The assessment of interactions is a critical issue in epidemiology. Conducted by Mr. Jui-Hsiang Lin, a doctoral student (now a research assistant professor) at National Taiwan University, and his advisor Dr. Wen-Chung Lee, professor in the Institute of Epidemiology and Preventive Medicine in the College of Public Health, this study proposed a novel method to test sufficient-cause interactions in case-control studies of non-rare diseases. The study was published on June 18 in Scientific Reports.

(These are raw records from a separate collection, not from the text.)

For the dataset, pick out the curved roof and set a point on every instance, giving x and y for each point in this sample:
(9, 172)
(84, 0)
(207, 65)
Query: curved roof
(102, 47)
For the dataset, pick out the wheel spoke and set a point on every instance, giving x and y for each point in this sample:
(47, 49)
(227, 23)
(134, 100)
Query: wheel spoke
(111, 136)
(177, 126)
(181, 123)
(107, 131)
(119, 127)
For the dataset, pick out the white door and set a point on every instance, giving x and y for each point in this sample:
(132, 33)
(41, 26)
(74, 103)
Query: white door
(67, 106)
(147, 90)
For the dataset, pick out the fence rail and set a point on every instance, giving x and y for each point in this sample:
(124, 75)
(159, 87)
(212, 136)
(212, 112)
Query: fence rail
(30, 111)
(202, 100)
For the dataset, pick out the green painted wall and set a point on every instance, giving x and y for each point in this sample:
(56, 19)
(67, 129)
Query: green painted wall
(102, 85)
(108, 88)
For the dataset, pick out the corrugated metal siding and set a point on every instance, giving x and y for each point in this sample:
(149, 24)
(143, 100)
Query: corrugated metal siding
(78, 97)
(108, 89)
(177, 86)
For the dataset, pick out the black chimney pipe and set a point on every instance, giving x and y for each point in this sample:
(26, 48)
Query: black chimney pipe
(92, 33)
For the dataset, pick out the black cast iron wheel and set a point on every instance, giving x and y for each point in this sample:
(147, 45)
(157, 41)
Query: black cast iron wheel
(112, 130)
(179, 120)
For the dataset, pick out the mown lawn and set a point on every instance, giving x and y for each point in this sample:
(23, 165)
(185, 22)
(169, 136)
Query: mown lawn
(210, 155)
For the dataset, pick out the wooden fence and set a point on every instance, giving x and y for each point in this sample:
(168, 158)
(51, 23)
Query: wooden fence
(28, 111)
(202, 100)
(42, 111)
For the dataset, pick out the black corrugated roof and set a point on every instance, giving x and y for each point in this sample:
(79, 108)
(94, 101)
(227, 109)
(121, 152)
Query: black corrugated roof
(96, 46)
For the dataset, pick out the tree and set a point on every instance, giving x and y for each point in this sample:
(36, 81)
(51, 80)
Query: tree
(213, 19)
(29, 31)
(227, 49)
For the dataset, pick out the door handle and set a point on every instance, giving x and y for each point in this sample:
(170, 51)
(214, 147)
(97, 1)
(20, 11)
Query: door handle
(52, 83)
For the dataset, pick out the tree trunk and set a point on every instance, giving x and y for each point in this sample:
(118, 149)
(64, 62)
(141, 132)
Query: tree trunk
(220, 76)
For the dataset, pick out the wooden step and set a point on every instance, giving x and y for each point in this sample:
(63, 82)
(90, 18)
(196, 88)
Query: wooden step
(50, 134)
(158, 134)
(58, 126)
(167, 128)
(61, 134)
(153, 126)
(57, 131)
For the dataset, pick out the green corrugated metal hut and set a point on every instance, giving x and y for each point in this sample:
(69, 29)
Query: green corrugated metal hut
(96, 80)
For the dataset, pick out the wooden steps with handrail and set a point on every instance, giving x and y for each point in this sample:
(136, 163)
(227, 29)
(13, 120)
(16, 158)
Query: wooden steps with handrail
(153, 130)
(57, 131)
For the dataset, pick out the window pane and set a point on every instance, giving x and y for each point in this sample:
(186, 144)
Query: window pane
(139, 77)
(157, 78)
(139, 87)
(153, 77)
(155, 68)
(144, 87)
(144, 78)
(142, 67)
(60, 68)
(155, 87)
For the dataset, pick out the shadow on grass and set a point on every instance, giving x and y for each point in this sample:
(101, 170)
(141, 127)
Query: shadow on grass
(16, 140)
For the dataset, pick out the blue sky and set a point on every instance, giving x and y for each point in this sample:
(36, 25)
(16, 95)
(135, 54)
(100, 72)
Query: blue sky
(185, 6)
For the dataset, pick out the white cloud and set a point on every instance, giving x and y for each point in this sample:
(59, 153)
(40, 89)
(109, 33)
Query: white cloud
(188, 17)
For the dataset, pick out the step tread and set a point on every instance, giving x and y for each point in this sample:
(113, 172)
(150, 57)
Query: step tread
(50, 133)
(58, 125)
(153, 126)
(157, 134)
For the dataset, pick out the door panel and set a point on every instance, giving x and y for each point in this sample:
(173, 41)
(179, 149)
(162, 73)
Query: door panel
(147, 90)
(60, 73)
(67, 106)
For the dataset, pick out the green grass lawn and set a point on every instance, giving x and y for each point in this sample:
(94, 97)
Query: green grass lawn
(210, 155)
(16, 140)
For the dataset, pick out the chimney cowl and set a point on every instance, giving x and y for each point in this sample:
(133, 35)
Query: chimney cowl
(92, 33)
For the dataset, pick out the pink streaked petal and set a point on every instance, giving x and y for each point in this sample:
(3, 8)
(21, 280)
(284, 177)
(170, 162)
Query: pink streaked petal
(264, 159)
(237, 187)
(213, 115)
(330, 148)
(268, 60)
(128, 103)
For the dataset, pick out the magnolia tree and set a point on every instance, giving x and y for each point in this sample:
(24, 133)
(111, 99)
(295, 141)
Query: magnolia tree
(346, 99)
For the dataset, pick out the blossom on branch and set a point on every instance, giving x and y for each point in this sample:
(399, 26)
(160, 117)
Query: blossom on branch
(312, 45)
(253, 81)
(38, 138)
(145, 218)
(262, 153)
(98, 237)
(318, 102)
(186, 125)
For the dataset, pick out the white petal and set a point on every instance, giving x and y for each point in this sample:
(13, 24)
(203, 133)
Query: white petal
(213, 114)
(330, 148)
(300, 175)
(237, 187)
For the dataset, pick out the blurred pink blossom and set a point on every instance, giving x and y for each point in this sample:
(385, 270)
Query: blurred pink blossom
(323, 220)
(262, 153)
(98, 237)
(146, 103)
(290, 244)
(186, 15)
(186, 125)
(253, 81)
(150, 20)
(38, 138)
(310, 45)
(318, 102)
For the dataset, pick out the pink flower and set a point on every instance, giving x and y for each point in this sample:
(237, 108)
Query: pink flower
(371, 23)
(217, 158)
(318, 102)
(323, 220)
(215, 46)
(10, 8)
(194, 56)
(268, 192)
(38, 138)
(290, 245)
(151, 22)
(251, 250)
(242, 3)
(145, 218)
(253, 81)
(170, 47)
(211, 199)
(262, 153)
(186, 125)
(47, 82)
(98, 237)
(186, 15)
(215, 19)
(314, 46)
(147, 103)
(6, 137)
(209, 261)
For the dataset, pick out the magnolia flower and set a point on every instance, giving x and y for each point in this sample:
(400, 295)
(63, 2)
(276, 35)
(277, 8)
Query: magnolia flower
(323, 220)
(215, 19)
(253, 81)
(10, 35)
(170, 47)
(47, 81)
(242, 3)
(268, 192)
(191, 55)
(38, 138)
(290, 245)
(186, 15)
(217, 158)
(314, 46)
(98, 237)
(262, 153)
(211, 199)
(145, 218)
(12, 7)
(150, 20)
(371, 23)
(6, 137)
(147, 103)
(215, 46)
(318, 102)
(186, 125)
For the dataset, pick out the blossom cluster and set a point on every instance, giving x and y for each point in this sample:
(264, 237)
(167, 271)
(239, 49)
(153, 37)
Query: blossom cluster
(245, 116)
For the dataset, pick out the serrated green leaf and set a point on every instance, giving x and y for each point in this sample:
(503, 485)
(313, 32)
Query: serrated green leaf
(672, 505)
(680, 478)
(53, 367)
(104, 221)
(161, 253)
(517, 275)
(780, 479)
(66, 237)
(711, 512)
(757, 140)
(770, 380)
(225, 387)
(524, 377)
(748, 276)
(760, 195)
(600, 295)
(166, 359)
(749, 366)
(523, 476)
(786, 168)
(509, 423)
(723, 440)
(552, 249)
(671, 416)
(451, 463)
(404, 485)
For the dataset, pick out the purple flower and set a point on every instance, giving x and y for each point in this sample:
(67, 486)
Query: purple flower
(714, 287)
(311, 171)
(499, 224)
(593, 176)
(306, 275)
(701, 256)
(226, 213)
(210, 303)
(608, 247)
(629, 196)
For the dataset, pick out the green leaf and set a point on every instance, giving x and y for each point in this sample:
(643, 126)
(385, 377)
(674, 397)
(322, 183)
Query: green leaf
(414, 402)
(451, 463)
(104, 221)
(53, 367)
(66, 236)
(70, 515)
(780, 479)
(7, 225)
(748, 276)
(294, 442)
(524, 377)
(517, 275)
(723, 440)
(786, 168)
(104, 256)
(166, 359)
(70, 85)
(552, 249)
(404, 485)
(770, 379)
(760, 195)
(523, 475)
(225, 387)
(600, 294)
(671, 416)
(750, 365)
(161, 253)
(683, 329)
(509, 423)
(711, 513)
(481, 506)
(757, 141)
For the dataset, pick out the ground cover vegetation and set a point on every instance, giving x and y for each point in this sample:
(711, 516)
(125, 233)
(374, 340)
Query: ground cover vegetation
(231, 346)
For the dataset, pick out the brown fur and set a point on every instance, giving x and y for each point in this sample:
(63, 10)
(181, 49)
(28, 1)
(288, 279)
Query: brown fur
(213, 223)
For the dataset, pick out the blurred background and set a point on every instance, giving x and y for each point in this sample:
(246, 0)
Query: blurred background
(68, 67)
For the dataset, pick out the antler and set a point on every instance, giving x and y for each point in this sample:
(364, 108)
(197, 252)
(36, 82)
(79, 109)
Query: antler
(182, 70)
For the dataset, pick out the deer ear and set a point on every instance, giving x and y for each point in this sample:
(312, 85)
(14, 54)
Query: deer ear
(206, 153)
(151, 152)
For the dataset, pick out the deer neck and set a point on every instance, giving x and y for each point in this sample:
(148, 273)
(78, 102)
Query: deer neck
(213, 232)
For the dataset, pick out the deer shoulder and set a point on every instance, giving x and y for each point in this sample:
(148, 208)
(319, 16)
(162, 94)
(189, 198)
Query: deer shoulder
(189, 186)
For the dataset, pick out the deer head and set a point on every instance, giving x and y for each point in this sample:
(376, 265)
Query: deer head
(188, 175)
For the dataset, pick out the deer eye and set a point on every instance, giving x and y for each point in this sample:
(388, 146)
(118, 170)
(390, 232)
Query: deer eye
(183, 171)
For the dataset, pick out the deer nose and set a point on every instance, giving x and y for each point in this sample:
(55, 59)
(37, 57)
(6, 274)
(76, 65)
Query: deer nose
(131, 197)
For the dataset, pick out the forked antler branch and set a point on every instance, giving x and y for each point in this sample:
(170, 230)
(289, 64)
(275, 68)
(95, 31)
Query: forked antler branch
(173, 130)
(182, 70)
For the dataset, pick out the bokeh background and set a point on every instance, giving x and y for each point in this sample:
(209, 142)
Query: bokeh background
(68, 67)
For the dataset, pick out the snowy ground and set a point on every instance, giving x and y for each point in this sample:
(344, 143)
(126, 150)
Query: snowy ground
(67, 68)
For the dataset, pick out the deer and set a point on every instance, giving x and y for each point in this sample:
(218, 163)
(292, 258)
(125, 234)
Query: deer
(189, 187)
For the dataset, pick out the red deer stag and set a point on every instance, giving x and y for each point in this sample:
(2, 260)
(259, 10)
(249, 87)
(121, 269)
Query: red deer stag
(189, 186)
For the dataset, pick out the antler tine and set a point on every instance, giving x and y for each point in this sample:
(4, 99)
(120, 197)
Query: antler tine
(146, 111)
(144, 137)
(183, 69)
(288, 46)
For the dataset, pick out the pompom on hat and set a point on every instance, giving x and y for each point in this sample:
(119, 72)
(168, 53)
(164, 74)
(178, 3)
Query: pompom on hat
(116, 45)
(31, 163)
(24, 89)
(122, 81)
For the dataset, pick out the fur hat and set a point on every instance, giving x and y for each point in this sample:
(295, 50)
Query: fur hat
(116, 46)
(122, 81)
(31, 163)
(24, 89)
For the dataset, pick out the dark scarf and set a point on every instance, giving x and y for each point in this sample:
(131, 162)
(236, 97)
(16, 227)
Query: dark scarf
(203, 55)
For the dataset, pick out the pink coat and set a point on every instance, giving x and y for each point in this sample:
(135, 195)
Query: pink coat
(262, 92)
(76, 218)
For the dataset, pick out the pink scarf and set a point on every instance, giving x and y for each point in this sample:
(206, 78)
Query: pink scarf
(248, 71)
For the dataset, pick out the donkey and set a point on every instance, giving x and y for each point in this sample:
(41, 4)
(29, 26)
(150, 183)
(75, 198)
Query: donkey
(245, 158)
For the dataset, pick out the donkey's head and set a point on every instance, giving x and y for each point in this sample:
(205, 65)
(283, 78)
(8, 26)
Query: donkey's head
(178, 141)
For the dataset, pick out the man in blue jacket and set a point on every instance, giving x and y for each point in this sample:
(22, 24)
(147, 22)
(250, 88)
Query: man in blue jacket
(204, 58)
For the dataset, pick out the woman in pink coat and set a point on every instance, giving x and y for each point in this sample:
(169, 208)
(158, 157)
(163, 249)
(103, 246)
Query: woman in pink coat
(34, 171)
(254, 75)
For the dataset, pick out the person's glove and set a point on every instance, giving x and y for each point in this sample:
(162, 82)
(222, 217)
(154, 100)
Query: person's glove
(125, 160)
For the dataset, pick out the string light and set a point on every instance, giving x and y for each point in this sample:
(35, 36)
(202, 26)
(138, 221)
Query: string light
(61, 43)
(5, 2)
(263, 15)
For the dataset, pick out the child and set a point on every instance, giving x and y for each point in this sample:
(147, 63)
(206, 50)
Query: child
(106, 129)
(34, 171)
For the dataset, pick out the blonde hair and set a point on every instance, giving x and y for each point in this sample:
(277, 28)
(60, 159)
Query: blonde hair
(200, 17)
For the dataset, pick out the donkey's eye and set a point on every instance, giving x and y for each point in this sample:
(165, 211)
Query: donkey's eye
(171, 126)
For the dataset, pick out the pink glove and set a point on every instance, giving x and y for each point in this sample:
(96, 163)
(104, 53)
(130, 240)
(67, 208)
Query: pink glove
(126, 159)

Sufficient-cause interaction (also called mechanistic interaction or causal co-action) has received considerable attention recently. Two statistical tests, the ‘relative excess risk due to interaction’ (RERI) and the ‘peril ratio index of synergy based on multiplicativity’ (PRISM) test, were developed specifically to test such an interaction in cohort studies. In addition, these two tests can be applied in case-control studies for rare diseases but are not valid for non-rare diseases. In this study, we proposed a method to incorporate information regarding disease prevalence to estimate disease perils, and then adopted the PRISM test to assess the sufficient-cause interaction in case-control studies. In our method, only the disease prevalence of the population at large is required which is readily available from vital statistics or previously published studies. The Monte-Carlo simulation showed that the proposed method can maintain reasonably accurate type I error rates in rare diseases and non-rare diseases. Its powers are comparable to the PRISM test in rare diseases and far greater than the RERI test estimating similar to the proposed method in non-rare diseases.
In light of its desirable statistical properties, we recommend using the proposed method to test for sufficient-cause interactions between two binary exposures in case-control studies.